6日開かれた検討会ではこれまでの議論をふまえ、洪水など川に関する情報、土砂災害や高潮についての名称や、情報を出す基準を統一するなど改善の方向性が示されました。

現在、全国には2万を超える川があり、大雨による洪水で大きな被害がでるおそれがある、およそ2200の川を「洪水予報河川」と「水位周知河川」に指定しています。

■水位周知河川 発表主体・指標を統一へ

このうち、「水位周知河川」については、気象庁と国土交通省や都道府県などの河川管理者が、それぞれ危険情報を発表しています。
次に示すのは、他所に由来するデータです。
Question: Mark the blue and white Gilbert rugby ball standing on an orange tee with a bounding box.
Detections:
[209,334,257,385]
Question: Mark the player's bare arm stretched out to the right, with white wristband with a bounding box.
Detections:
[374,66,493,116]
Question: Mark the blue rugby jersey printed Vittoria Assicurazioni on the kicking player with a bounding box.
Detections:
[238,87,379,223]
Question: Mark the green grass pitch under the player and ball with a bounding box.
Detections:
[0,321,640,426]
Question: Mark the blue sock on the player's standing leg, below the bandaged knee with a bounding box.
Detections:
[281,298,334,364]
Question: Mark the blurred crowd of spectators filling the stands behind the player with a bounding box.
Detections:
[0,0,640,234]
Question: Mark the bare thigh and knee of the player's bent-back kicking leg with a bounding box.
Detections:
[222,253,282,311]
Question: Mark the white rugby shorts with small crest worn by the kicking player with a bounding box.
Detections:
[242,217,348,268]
しかし、気象庁は「市町村ごと」、国交省などは「川ごと」で発表しているほか、発表の指標も異なっています。

このため、検討会では、情報を「川ごと」の発表とし、指標も「水位」に統一するという見直し案が出されました。

さらに、川の上流域に降った雨で、下流の洪水危険度がどれほど高まるかを把握する指標「流域雨量指数」を活用して、新たに、今後の水位の見通しの情報を伝えることで、市町村が避難情報を出す判断をおこないやすくしたい考えです。

洪水予報河川と水位周知河川以外の川については、従来通り、気象台発表の「洪水警報・注意報」を活用していく一方で、現在、避難指示につながる警戒レベル4や5相当の情報がないことが課題となっているため、自治体などの意見をふまえながら、引き続き検討するとしています。

■土砂災害警戒情報 新基準追加で“空振り減少”目指す

土砂災害の情報は、現在、警戒レベル5段階のうち、レベル4「土砂災害警戒情報」、レベル3「大雨警報」、レベル2「大雨注意報」と、レベルによって名称が異なるうえ、情報の受け手に、土砂災害に関する情報だと伝わりにくいことが大きな課題となっています。この課題に対し、検討会ではすべての名称に「土砂」を入れて統一することとなりました。

さらに、発表基準には現状の土壌雨量指数に加えて、1時間雨量を追加することで、情報が発表されても災害が発生しない“空振り”を減少させたい考えです。

■高潮 各警戒レベルにつきひとつの情報をひも付け

高潮については、ばらばらとなっている名称と情報の発表主体を統一するほか、現在、警戒レベル4相当には「高潮特別警報」と「高潮警報」の2つの情報がひも付けられているため、レベルごとにひとつの情報にしていくとしています。また、情報の発表基準に潮位だけでなく、沿岸に打ち寄せる波も考慮していくということです。

■座長「既存の情報を利用しやすく」「慎重な検討が必要」

これらの見直し案について、検討会の委員からは、「水位の変化が激しい中、小河川で避難指示につながる情報をひも付けるには慎重な検討が必要」、「川ごとに情報発表することで本当に危険な場所がわかりにくくなるおそれがある」、「高潮は台風の進路によって予想が大きく異なるため過去の事例の検証が必要」など多くの意見が出されました。

検討会の座長を務める京都大学防災研究所の矢守克也教授は、既存の情報をより利用しやすくするために整理するとともに、災害時には複数の情報が同時に発表される状況もふまえて、慎重に検討していきたいとしています。

また、副座長を務める静岡大学防災総合センターの牛山素行教授は「個人や企業など利用者が活用しやすい基礎となる情報を出していくのが気象庁の役割だ」と話しています。

検討会は今後、変更される名称など具体的な議論を進めて年度内に骨子案をとりまとめる方針です。